I haven’t walked out of a movie theatre for years. In fact, I can’t remember the film that was showing the one and only time I did, but I know it wasn’t as bad as this one. I would happily have walked out of this film halfway through, however, and because I didn’t I now know I missed absolutely nothing.

It’s almost like the movie-maker expected Scarlett Johansson’s beauty to convey an entire movie. Perhaps there are viewers who are happy to sit and watch her do little else but exist on screen and still come away feeling like they’ve had a rich cultural experience, but I’m not one of those viewers. That she is a beautiful woman can be seen in the first five to ten seconds of first encountering her; it doesn’t need to be the primary – or, indeed, the only – thing of note about her. Why is it? Why can’t female actors simply be actors, people pretending to be assassins or scientists or geniuses or whatever it is, without cameras hesitating to move away from their bodies or hovering over their lips as they speak or the plotline making them seem vacuous, stupid, powerless and of value only insofar as they relate to a man?
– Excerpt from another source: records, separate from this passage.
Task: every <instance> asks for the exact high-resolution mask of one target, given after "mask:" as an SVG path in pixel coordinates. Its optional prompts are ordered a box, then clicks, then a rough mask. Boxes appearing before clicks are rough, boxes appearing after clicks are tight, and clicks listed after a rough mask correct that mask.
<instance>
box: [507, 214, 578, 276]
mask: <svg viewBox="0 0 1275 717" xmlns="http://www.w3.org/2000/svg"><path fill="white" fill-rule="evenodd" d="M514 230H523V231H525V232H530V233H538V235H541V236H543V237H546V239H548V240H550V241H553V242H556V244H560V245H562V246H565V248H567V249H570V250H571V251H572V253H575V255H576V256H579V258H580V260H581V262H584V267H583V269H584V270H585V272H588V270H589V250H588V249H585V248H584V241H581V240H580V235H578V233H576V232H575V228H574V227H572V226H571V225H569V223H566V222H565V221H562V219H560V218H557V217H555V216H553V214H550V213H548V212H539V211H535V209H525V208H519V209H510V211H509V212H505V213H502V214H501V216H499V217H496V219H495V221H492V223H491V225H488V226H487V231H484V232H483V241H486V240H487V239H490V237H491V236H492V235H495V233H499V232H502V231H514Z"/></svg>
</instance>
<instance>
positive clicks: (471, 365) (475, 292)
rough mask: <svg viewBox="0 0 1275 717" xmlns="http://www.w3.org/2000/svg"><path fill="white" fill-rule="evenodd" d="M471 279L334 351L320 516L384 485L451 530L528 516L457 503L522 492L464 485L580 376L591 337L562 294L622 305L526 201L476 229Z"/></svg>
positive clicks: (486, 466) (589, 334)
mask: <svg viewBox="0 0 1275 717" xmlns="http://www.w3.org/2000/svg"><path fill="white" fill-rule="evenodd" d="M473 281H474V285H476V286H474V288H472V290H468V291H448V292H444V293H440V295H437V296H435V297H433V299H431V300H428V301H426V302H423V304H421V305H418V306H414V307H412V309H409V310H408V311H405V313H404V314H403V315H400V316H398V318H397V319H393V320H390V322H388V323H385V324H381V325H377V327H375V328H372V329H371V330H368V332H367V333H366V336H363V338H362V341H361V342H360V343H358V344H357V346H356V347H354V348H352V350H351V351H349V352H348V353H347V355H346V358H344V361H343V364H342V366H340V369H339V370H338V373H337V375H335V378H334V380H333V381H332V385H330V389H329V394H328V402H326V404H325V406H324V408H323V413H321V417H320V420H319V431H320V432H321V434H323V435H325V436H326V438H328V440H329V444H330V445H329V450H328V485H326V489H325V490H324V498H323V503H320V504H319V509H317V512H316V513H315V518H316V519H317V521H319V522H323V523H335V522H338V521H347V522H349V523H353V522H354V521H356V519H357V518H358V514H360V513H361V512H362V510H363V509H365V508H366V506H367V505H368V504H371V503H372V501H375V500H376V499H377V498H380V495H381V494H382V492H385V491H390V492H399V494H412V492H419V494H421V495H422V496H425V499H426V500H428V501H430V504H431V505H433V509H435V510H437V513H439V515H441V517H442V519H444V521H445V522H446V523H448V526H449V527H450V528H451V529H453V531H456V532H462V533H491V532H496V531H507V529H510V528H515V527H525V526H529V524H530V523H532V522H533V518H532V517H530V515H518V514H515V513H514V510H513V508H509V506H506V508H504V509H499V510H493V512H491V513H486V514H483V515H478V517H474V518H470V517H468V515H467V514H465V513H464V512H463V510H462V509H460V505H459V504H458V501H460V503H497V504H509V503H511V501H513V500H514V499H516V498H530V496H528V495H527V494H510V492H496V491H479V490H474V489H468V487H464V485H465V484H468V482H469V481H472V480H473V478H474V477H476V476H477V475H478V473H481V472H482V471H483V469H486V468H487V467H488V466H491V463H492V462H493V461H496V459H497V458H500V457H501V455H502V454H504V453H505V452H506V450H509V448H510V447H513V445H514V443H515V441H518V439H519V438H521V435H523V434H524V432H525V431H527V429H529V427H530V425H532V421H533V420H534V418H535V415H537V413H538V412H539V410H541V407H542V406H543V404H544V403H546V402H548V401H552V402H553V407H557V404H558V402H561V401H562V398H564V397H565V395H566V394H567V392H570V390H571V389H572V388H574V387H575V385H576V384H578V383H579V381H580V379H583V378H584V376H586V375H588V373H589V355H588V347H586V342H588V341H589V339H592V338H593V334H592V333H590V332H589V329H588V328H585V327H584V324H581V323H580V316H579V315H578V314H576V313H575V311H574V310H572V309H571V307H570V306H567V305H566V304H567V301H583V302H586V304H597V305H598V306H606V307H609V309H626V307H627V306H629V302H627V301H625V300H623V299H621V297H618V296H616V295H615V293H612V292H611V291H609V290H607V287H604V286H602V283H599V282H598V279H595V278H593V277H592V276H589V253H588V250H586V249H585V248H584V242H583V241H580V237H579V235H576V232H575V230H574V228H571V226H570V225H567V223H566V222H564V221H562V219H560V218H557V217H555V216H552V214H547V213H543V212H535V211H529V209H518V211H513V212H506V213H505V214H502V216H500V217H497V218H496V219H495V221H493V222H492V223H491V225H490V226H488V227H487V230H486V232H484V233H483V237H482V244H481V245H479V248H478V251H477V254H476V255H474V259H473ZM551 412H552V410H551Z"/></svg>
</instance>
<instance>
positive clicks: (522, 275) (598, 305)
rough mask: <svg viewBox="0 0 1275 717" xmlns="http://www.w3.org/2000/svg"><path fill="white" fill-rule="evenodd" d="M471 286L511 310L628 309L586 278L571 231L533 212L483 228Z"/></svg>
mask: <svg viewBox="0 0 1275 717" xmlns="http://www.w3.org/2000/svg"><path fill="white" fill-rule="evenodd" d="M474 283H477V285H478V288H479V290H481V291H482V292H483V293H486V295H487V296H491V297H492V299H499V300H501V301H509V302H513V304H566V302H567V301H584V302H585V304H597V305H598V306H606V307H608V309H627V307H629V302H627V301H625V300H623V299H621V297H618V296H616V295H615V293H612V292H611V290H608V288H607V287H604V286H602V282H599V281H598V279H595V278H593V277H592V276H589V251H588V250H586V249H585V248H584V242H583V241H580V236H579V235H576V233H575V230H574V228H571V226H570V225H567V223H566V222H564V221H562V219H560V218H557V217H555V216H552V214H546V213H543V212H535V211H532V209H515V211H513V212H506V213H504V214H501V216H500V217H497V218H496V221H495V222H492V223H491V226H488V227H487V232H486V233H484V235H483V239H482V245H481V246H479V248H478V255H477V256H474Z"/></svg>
In fact, I also caught some of a James Bond movie at the weekend, too, released in 1965. Sadly, that movie was more female-positive than any of the modern films I watched. It featured female characters playing pivotal and interesting roles (in fact, one even saves James Bond’s skin at the end), and it allowed them to be intelligent and sparky. It showed scenes where their power and pleasure was to the fore. Importantly, not one of the actresses – not one – looked thin enough to blow away in a strong breeze.

Progress, huh?

I’ll be in my cave if anyone wants me.